When my father passed away unexpectedly on June 27, my strong emotional pillars collapsed, and I realized for the first time in my life what it feels like to be lost.
If it weren’t for the grace and mercy offered by members of my family and select friends, I think I would be stuck in neutral, totally unable to move. I’m an only child, and I always feared the day I would lose my parents. But that day comes to all of us.
I’ve learned the great toil grief takes on writing. Last year at this time I was on the fast track to learning how to get published. The future was bright. But I’ve been stopped in my tracks in a dark tunnel. I can’t see the light at end. Maybe it’s after the bend. Despite my love of and appreciation for my writing groups, I can’t participate. I have nothing to offer.
I’ve signed up for the writing conferences. Maybe I’ll serendipitously stumble on what I need.
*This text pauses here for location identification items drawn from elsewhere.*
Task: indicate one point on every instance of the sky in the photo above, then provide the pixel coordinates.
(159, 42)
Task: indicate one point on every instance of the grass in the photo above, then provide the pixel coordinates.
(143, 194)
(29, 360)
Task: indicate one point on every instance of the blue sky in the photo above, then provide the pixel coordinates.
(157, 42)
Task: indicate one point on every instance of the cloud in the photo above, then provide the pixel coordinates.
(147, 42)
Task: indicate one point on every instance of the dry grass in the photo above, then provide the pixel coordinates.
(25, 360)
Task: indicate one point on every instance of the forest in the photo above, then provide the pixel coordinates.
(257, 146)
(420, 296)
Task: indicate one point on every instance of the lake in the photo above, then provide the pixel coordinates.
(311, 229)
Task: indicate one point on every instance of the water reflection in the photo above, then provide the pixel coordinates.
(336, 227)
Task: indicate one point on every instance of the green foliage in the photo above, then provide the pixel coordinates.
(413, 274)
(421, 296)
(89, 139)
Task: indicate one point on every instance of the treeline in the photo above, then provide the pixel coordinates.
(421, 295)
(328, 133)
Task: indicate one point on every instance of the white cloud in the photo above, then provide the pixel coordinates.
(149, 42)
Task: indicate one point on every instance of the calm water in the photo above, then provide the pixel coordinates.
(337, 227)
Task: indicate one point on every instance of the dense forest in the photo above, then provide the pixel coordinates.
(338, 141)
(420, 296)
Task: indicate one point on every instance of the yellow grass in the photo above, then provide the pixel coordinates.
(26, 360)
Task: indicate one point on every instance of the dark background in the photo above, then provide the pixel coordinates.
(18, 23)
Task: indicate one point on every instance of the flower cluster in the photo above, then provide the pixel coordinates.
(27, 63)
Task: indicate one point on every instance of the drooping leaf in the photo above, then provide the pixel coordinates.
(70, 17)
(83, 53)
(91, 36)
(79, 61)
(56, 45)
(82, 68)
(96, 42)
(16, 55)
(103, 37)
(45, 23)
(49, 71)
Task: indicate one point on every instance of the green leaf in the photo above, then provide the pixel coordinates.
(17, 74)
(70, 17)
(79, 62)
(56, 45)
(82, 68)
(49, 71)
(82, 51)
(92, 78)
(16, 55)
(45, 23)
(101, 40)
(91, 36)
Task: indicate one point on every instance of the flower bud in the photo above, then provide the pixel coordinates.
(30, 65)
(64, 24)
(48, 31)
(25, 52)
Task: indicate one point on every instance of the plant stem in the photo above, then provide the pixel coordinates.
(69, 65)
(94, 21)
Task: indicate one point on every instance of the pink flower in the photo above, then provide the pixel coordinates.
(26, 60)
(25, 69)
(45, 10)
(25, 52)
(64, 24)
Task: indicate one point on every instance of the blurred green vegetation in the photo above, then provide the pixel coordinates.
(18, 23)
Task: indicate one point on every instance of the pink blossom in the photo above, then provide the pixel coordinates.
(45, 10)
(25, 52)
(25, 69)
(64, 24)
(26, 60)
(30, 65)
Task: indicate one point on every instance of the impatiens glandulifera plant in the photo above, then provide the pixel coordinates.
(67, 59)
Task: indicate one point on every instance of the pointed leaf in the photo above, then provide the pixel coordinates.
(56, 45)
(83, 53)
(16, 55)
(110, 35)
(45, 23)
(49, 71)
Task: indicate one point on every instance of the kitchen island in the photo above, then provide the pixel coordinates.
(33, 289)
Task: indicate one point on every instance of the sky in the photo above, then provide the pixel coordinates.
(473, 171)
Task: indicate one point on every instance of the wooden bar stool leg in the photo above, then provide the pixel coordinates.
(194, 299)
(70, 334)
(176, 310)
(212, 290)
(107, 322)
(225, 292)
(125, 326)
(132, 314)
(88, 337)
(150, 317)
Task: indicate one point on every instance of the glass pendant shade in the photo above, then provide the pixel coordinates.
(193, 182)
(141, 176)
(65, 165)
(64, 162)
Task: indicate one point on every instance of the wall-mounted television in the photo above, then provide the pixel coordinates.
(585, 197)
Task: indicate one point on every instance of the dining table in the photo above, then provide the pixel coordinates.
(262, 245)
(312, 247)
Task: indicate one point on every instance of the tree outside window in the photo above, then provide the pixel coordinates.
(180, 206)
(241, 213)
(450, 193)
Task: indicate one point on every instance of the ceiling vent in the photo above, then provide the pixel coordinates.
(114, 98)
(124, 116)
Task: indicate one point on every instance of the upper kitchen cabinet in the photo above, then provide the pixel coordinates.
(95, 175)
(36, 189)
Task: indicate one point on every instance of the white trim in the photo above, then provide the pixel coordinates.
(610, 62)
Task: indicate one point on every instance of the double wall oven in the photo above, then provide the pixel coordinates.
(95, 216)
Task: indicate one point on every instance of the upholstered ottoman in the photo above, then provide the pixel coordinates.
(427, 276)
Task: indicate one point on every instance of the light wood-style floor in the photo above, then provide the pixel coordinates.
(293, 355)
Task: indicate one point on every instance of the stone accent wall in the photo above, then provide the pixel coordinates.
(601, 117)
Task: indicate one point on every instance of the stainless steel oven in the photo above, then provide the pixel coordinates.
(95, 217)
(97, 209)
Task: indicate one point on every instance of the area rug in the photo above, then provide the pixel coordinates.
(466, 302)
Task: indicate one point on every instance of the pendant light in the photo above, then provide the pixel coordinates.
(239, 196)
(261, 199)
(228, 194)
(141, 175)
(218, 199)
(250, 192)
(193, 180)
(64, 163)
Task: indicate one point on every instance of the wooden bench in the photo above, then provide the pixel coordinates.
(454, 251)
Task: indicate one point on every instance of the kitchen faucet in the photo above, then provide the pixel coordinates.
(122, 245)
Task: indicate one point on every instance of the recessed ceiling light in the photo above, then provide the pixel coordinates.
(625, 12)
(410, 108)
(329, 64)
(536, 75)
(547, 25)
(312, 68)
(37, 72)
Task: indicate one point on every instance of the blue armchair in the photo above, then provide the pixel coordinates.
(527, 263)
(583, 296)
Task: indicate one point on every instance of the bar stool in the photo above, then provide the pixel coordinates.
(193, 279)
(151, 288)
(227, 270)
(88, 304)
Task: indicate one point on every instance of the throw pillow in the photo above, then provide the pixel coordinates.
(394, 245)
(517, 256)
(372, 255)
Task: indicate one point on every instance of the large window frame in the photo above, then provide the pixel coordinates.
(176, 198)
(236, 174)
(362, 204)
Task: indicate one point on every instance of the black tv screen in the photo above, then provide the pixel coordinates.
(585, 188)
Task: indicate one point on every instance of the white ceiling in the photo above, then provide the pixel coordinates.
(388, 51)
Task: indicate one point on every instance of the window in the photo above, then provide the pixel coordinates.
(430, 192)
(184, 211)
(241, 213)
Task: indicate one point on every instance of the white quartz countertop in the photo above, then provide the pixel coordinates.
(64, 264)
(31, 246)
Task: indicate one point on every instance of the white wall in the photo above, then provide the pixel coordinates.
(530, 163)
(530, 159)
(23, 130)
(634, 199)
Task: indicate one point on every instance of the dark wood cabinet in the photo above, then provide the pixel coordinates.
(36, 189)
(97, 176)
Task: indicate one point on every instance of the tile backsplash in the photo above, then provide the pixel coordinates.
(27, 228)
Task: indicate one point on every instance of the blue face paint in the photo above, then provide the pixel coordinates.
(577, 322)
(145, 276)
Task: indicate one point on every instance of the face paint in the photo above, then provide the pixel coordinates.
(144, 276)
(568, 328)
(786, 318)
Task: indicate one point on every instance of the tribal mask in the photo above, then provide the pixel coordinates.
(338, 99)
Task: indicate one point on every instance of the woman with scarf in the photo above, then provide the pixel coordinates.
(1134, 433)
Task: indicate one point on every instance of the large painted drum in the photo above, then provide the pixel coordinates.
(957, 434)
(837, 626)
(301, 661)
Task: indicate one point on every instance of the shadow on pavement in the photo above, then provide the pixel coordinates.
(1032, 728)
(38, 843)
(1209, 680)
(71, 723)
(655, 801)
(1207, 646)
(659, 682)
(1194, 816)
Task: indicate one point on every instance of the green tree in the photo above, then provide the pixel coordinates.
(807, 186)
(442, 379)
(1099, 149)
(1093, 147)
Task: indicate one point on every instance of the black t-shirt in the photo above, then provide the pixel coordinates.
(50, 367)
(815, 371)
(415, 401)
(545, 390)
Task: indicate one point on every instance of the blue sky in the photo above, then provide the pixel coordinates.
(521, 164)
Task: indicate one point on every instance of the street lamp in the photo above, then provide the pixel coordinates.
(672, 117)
So instead of writing fiction, I have picked up my guitar and have found a different type of outlet for creative expression—writing lyrics. I consider myself one of the privileged few who is on a first-name basis with a a couple of the very best, award-winning songwriters in Nashville. They have what it takes to pen a hit. I don’t. But That’s not my goal. Sure I know you need a catchy riff, a hook, plenty of imagery, a few metaphors thrown in, and God’s grace shining down on you to make a song-writing dream come true.
But all I really want is to tell the truth—to write what I’m feeling even if I don’t understand it. Even if it’s the worst song in the world. Even if my syllables are a bit off and it only has three chords.
Lately, I’ve been on a blues kick as you can probably tell from my earlier posts, so a lot of what I have written lately uses a blues-type progression. But what I write is inspired by life itself. Life is unfair. Our dreams are unfaithful. Our plans often fail. But there’s always the chance hope will prevail.
If I could write the ultimate song, I would write it for the people who have taken time to listen to me. I guess that’s what all writers want—a good listener. I guess that’s what all friends need, a good listener who really cares, who never lies, and who always understands.
If could share any tidbit of advice with a reader going through a difficult period, I would strongly suggest finding some outlet of expression. You can’t keep feelings bundled up forever.
What you write, what you paint, what you play doesn’t have to make sense to anybody else as long as what you express is the truth and you give yourself a chance to purge itself of whatever you’ve been holding back.